Dolly proposed a straight patrol system, and Radnor was inclined to agree. Chico and I had other ideas.
‘If anyone intended to sabotage the track,’ Dolly pointed out, ‘they would be frightened off by a patrol. Same thing if they were planning something in the stands themselves.’
Radnor nodded. ‘Safest way of making sure racing takes place. I suppose we’ll need at least four men to do it properly.’
I said, ‘I agree that we need a patrol tonight, tomorrow night and Friday night, just to play safe. But tomorrow, when the course will be more or less deserted… what we need is to pinch them at it, not to frighten them off. There’s no evidence yet that could be used in a court of law. If we could catch them in mid-sabotage, so to speak, we’d be much better off.’
‘That’s right,’ said Chico. ‘Hide and pounce. Much better than scaring them away.’
‘I seem to remember,’ said Dolly with a grin, ‘that the last time you two set a trap the mouse shot the cheese.’
‘Oh God, Dolly, you slay me,’ said Chico, laughing warmly and for once accepting her affection.
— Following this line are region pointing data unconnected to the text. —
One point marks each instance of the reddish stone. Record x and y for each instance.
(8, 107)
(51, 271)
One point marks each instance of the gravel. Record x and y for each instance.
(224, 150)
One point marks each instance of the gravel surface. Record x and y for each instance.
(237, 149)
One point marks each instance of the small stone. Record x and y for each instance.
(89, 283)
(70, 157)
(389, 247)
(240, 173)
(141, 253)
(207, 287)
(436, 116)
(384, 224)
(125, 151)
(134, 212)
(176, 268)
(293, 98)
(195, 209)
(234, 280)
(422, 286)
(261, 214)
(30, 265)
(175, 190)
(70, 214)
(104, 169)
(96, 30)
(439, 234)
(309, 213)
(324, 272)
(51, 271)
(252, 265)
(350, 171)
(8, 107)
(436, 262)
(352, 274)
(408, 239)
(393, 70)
Even Radnor laughed. ‘Seriously, though,’ he said. ‘I don’t see how you can. A racecourse is too big. If you are hiding you can only see a small part of it. And surely if you show yourself your presence would act like any other patrol to stop anything plainly suspicious being done? I don’t think it’s possible.’
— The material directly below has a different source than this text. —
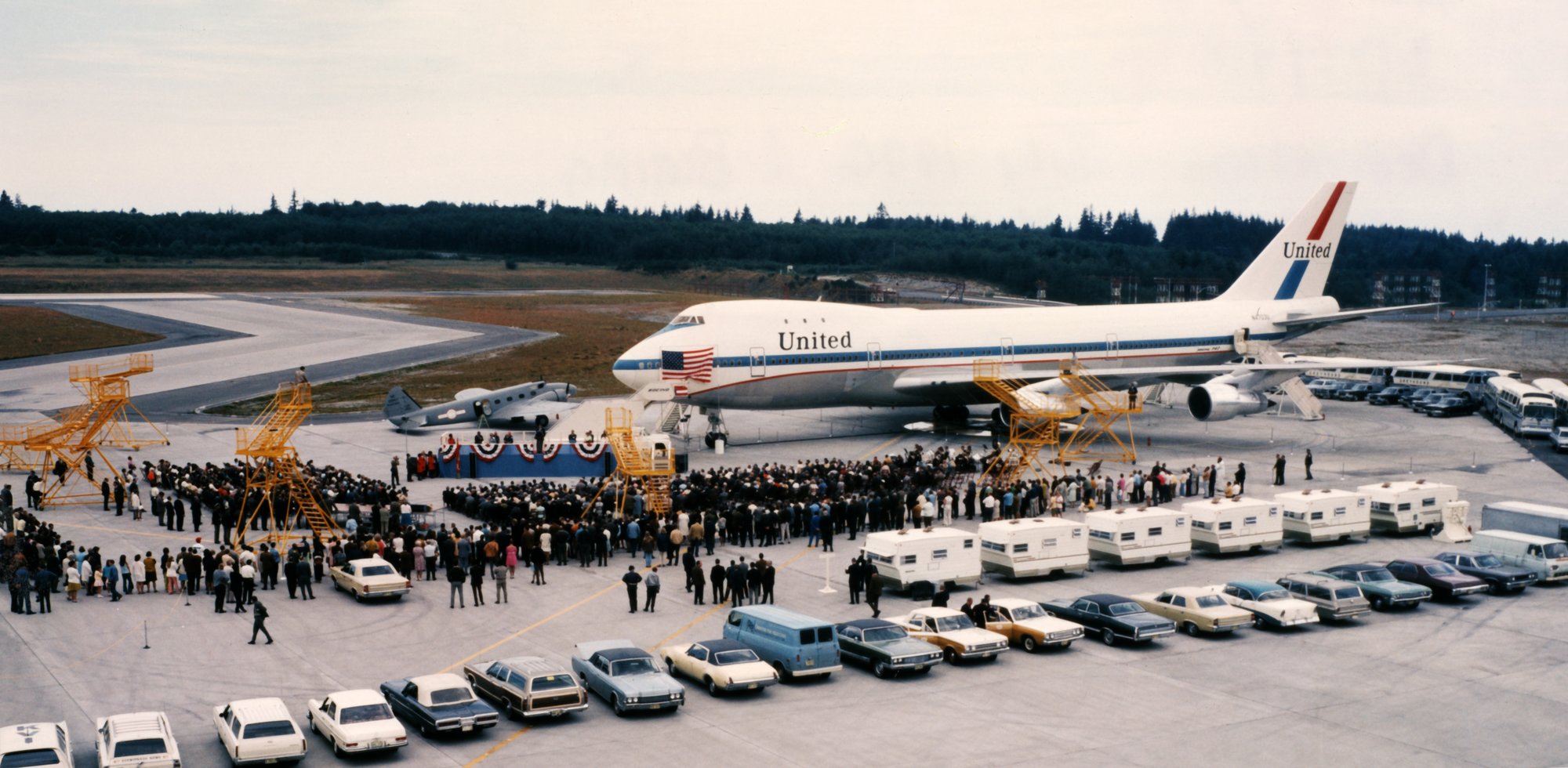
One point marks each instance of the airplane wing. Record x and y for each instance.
(1351, 316)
‘Um,’ I said. ‘But there’s one thing I can still do better than anyone else in this agency.’
‘And what’s that?’ said Chico, ready to argue.
‘Ride a horse.’
‘Oh,’ said Chico. ‘I’ll give you that, chum.’
‘A horse,’ said Radnor thoughtfully. ‘Well, that’s certainly an idea. Nobody’s going to look suspiciously at a horse on a racecourse, I suppose. Mobile, too. Where would you get one?’
‘From Mark Witney. I could borrow his hack. Seabury’s his local course. His stables aren’t many miles away.’
‘But can you still…?’ began Dolly, and broke off. ‘Well, don’t glare at me like that, all of you. I can’t ride with two hands, let alone one.’
‘A man called Gregory Philips had his arm amputated very high up,’ I said, ‘and went on racing in point-to- points for years.’
‘Enough said,’ said Dolly. ‘How about Chico?’
‘He can wear a pair of my jodphurs. Protective colouring. And lean nonchalantly on the rails.’
‘Stick insects,’ said Chico cheerfully.
‘That’s what you want, Sid?’ said Radnor.
I nodded. ‘Look at it from the worst angle: we haven’t anything on Kraye that will stand up. We might not find Smith, the tanker driver, and even if we do, he has everything to lose by talking and nothing to gain. When the race course stables burned down a year ago, we couldn’t prove it wasn’t an accident; an illicit cigarette end. Stable lads do smoke, regardless of bans.
‘The so-called drain which collapsed — we don’t know if it was dug a day, a week, or six weeks before it did its work. That letter William Brinton of Dunstable wrote to his brother, it’s only a copy from memory that we’ve got, no good at all for evidence. All it proves, to our own satisfaction, is that Kraye is capable of anything. We can’t show it to Lord Hagbourne, because I obtained it in confidence, and he still isn’t a hundred per cent convinced that Kraye has done more than buy shares. As I see it, we’ve just got to give the enemy a chance to get on with their campaign.’
‘You think they will, then?’
‘It’s awfully likely, isn’t it? This year there isn’t another Seabury meeting until February. A three months’ gap.